I've cut open a few san pedros and i know the mescaline is not contained in that fatty/waxy/non-polar layer on the surface. This is the only place mescaline would be soluble in it's free-base form. Unless it is held somewhere in the lipid bilayer of the cell membrane, which i seriously doubt it would be in such high concentrations, it must be contained in the cytoplasm and therefore must be charged and therefore be in it's protonated state.
that concludes enthobotanicalchemistry 101 for today, next week we will cover why moon cheese is a rich source of salvinorin analogues.
 
its just a little biology, i get what your sayin. but dood the mimosa hostillis dmt is soluble in watter ...its called jurema

do a cold watter infusion....the dmt is in its salt form in the mimosa. theres also another watter soluble chemical that will act instead of an maoi..its called yuremamine or something like that..not exactly sure what it is.
 
kidamnesiac said:
It wouldn't be soluble in the cytoplasm otherwise.
The pKa of a tertiary amine is ~9-12, meaning at physiological pH it is certainly in it's protonated form.
As far as where is it sequestered in a cell....

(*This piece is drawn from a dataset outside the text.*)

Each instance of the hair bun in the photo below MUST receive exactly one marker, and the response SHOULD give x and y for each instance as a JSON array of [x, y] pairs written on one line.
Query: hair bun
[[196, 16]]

Who's to say it's not present in the cytoplasm as the bicarbonate salt? Although in salt form in solution, once dried that would decompose into free amine CO2 & water; that would make the freebase alkaloid an artifact of drying. God knows there's enough bicarbonate present in tissues to make it happen that way
 
fastandbulbous said:
Best solvent for DMT is probably tetrahydrofuran, but it's not easily available like butane

Interesting, any information of tetrahydrofuran being used? Or are you drawing on your knowedge of chemistry to make this prediction?

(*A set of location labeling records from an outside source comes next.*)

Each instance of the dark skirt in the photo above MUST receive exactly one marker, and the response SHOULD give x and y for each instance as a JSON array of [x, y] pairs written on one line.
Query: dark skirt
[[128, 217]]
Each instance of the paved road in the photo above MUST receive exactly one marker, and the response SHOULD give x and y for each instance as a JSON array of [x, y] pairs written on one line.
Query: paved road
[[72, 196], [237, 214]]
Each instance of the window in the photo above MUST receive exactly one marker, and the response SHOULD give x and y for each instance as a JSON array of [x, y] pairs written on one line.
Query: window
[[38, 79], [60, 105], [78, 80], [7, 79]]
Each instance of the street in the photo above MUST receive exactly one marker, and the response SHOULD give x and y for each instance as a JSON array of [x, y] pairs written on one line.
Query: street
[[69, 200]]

Any information to suggest tetrahydrofuran would result in a cleaner product than the current solvent of choice?

I'm sure there are individuals out there who could give it a whirl, (in theory).
 
fastandbulbous said:
Who's to say it's not present in the cytoplasm as the bicarbonate salt? Although in salt form in solution, once dried that would decompose into free amine CO2 & water; that would make the freebase alkaloid an artifact of drying. God knows there's enough bicarbonate present in tissues to make it happen that way


That still wouldn't effect a supercritical extraction though. And, I could be mistaken here but, generally, carbonate salts are stable at normal temperatures. SWIK took a CO2 tank and blasted some of the contents across 2,5, DMPEA to see if what shulgin says about it is true. It worked and, while not held forever, the salts seemed reasonably stable (albeit in a closed container where the CO2 evolved would equilibrate back with the H20).
Actually, now thinking about this, perhaps CO2 would not be a good solvent for free amines :o .
Just curious, have you seen this happen anywhere in an extraction, etc?
 
Either look in org chem books or it's trial & error. The only reason I mentioned THF is because it's the solvent used in producing synthetic DMT (HCl gas introduced to a soln of DMT in THF to precipitate out the hydrochloride salt)


the salts seemed reasonably stable (albeit in a closed container where the CO2 evolved would equilibrate back with the H20).

That's far from the condition encountered when drying plant materials, heat and equilibrium in an open system really pushes towards the free amine
 
^Thanks for your answer. There are those who are interested in the hcl salt, that might make use of this info.

One determines the best solvent by using different solvents and analysing the product. An extensive grasp of chemistry helps to predict what will work well in the first place however.

I have a friend who claims to have had synthetic dmt. He believes that a plant, when processed a specific, (or usual) way has the potential to yield a product that is just as good as the synthetic. To me this sounds to good to be true. I haven't had the pleasure of the synthetic, so what do I know......

The machine elves are alive and well with the plant extracted.!!!